Until I bought my recorder, I’d played in a lot of bands where we raced to the finish, picking up steam on every chorus. Our goal was to squeeze as many notes as possible into every bar. Our collective timing was, well, timeless. The first time I built a track, it was apparent that the click track was holding me back, or at least trying to. Rushing and dragging with a band felt effortless; locking in with a relentless steady beat felt awkward. Every flam and clam became apparent during the painful playback. Recording made me more aware of the pocket, and that’s 80 percent of it.

The good news is, it’s never easier to record yourself, as we all carry a digital recorder and video camera at all times thanks to the ubiquitous cell phone. I usually prop my phone up onstage and video a few songs during gigs and listen back on the drive home. There have been some depressing surprises. There were nights when I thought I was killing it, yet the playback confirmed that I sounded like tennis shoes in the dryer, groovelessly banging away. Other times, it sounds surprisingly good.

Live, a crap guitar player can fool themselves and others into thinking they play well, but recordings don’t lie.

We’re spending more time in our homes than ever, thanks to COVID-19. The next time you’re wondering how to ward off cabin fever, grab your guitar and a timekeeper. (You can download a metronome app for free, or go online to https://metronom.us/en/, or fire up the drum machine.) Play whatever comes to mind for 10 minutes.
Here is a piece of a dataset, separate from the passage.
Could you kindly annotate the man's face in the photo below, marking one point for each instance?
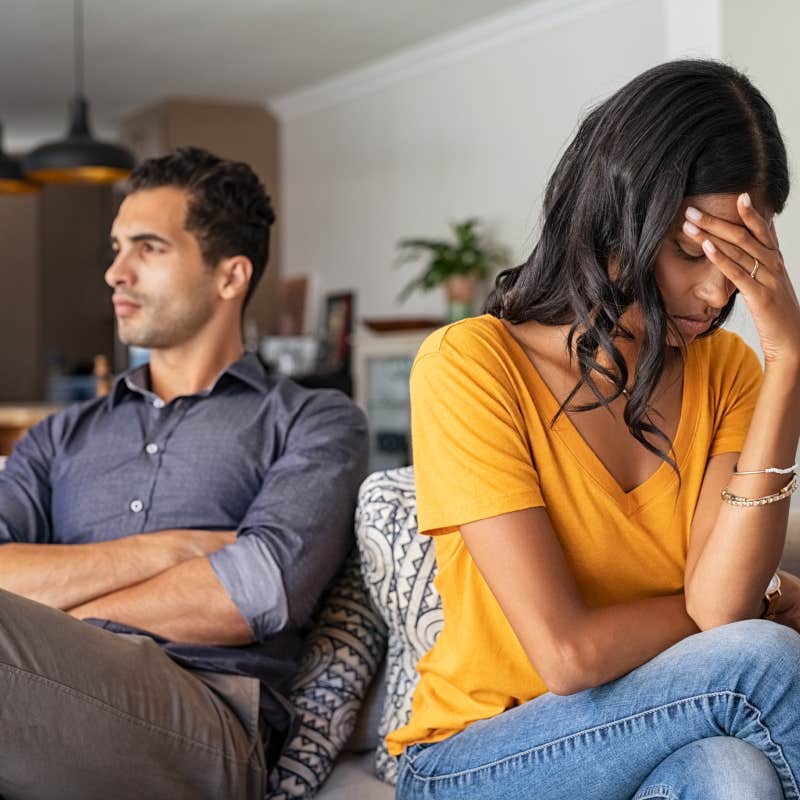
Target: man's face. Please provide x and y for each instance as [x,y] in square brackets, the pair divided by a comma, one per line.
[164,293]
Once you’re in the groove, try filming yourself playing so you can hear if you’re locked. If you come up with something cool, post it on Instagram and share it with the world.

Ready to take it up a notch? Jump into the world of multitrack recording. There are literally dozens of affordable interfaces that allow you to record on the computer you probably already own. Or you can buy a stand-alone recorder, much more advanced than my old Roland VS-880, for as little as $150.

Multitracking a song by yourself is one of the best things you can do to improve your musicianship. For the most part, guitar players make poor bass players, because we have trouble keeping it simple. When you’re tracking a bass part, you learn that those complex bass riffs you played alone do not groove as hard as a simple part. You’ll also discover that simple guitar parts played well sound better than most intricate riffs. Recording from the ground up gives you carpenter-like skills to build a strong foundation to support vocals … because as much as we love guitar, for most popular music, it’s all about the vocals. Most importantly, recording alone taught me to serve the song.

Gaining that skill set earned me another pub deal, a couple song cuts, a few ill-fated record deals, and all my TV work, which allowed me to upgrade my studio. When I bought my first recorder, I had limited musician skills and no engineering skills, (I still engineer at a 7th-grade level), but through recording myself, I improved enough to make a living in music. You can, too. No matter where you are on your music journey, you should be recording. It just makes you better, and it’s fun, which ultimately is why we play.